The microgrids can be remotely operated by SDG&E and function as independent and islanded energy systems or remain connected to the grid. SDG&E did not disclose the technology providers’ names in a release today but said the systems use lithium iron phosphate (LFP) battery cells and have enhanced safety and fire prevention features.
The ability for remote operation also means the microgrids can be monitored in real-time, respond faster to grid events and optimise their performance, including easier management of the BESS assets’ operation.
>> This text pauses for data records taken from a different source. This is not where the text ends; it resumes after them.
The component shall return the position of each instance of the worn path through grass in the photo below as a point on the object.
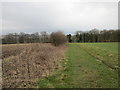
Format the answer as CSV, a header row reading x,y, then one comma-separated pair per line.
x,y
83,67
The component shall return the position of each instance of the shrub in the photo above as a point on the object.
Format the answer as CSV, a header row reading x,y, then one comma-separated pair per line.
x,y
58,38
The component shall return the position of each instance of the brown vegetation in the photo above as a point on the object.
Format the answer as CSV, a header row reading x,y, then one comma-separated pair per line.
x,y
58,38
24,64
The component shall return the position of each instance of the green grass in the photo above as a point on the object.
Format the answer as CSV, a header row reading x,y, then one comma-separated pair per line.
x,y
87,65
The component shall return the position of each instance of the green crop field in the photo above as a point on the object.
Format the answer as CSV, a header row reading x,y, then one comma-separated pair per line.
x,y
87,65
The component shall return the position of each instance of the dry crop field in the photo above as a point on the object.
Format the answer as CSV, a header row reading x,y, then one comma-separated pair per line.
x,y
24,64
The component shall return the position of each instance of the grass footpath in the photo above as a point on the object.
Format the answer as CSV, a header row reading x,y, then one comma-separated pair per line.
x,y
87,65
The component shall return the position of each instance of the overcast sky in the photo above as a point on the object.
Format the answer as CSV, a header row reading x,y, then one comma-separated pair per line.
x,y
68,16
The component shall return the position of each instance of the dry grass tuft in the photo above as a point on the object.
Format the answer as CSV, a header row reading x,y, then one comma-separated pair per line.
x,y
23,64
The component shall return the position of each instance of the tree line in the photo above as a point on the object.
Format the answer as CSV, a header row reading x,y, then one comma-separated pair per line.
x,y
59,37
95,36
“Storage and microgrids are key to helping build a more resilient electric grid that can extend the availability of cleaner energy and help our communities better manage through grid emergencies like the extreme heat experienced in recent summers,” SDG&E CEO Caroline Winn said.
“These microgrids will actively dispatch clean energy to the grid when needed and help improve energy resiliency for critical facilities like fire stations, schools, and cooling centers in San Diego.”
In addition to the lithium-ion battery microgrids being deployed across California, the state is also trying out a number of similar installations using different energy storage technologies, most commonly flow batteries. These offer the potential to provide longer durations of storage at a lower operating cost – albeit at a higher initial Capex spend.
It isn’t just California where the high resiliency and renewables integration value of microgrids is becoming more and more important. In October last year, the US government announced its “biggest-ever investment in the grid,” pledging US$10.5 billion towards projects that included 400 separate microgrids and 35GW of new renewable energy.